They require a consistent or well-managed sleep and wake cycle.
The foundations of every mammal’s sleep and wake cycle are the sun rising and setting. This ‘sets’ their biological functions into a predictable loop. Each cell works like the components of a watch complication, all moving in unison but reaching different functions at different times.
Humans don’t follow this pattern. We initiate our days with sirens (alarm clocks), usually determined by work schedules and end it when we turn our attention from TVs or put our phones down. We support this by using and abusing both stimulants and depressants and creating our own lighting environments.
We also shift our rhythms regularly through travel and social commitments, creating a myriad of heart, metabolic and mental health issues along with an increased cancer risk.
Four to six high-quality sleep cycles per night.
A sleep cycle is 90 minutes. This enables our body to do all the jobs it needs to do to recover. Create a backlog, and we start to physically or mentally become compromised until the systems that support our health begin to break.
We don’t even really need science to confirm this; it does; most of us know this just from experience.
We need to have a balanced autonomic nervous system.
Akin to sleep, we have a wake cycle driven by the sympathetic nervous system (fight or flight) and a sleep/recovery cycle driven by the parasympathetic system (rest and digest). Stimulants and depressants, comprising of everything we consume, social media, news and the usual culprits of caffeine and alcohol, influence this.
Just like a car, we can’t redline it all the time.
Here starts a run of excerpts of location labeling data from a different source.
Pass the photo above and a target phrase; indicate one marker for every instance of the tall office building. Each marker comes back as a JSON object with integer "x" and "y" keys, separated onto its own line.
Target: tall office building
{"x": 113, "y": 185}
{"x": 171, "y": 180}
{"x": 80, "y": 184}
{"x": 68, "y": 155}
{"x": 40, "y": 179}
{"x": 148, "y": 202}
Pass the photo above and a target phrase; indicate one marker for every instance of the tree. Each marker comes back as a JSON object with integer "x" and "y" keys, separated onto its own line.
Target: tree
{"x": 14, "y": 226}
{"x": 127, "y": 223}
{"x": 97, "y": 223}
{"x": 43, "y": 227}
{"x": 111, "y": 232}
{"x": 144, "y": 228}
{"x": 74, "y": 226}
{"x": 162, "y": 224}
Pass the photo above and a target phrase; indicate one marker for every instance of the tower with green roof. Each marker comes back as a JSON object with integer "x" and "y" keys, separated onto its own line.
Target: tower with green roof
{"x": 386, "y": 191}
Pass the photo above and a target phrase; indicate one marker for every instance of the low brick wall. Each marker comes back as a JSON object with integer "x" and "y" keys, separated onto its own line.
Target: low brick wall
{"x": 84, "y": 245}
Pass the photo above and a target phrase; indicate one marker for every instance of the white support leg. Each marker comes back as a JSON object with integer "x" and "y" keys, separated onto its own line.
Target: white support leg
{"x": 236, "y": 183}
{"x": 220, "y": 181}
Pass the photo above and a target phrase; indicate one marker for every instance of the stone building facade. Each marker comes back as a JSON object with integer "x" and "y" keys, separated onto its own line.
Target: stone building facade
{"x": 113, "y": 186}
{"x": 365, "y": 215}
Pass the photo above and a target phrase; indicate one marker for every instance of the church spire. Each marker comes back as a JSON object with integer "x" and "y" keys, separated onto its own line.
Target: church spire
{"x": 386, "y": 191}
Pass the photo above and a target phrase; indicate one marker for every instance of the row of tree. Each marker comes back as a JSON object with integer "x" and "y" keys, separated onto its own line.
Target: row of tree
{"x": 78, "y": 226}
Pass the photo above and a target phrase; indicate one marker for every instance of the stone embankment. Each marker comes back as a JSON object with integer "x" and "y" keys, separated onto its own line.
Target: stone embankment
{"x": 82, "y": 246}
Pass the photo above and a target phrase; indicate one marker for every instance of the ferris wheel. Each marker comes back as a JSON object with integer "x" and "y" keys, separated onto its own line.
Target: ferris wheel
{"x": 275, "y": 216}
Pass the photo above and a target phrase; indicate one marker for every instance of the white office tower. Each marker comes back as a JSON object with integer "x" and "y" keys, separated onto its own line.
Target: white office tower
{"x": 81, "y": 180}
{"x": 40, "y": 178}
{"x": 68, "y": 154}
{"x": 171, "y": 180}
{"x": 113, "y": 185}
For a professional footballer, walking out to 50,000 people in a floodlit stadium at 8 pm; although our body is closer to being asleep biologically, it’s enough to shift us back into a sympathetic state, which becomes problematic if not managed. It's no different to waking up in the middle of the night thinking someone’s breaking in (adrenaline and cortisol) and turning all the lights on (serotonin).
Chemically, our body shifts us out of the state we’re meant to be in.
Give a player a bunch of caffeine pre-game, and you’ve just further jacked that response up, in some cases also anxiety, messed their sleep biology up (due to the metabolism of caffeine) and, therefore, recovery. Add in post-game duties and a need to wind down. It’s no wonder players get into sleep debt and rely on sleeping pills.
If I asked any manager in the Premier League if he was ok with anyone increasing the player's risk of injury, I am almost positive his answer would be no.
The interaction between insufficient sleep and time of day on performance was established long ago. This is all a part of our biological rhythms that control cycles like sleep, wakefulness, and body temperature and play a significant role in our health.
A slight shift in these rhythms disrupts all of these patterns, changing our metabolism of energy and the way we mentally and physically perform and increasing our risk of compromising health conditions.
In the world of professional football, this becomes even more significant. The decline in performance becomes more noticeable, and the risk of injury increases, adding to the cumulative demands imposed on athletes in many sports. This is an issue that we should be addressing.
Our problem is that no one, or significantly few professional organisations, has ever paid this science much attention, and we are now seeing the impact of this ignorance.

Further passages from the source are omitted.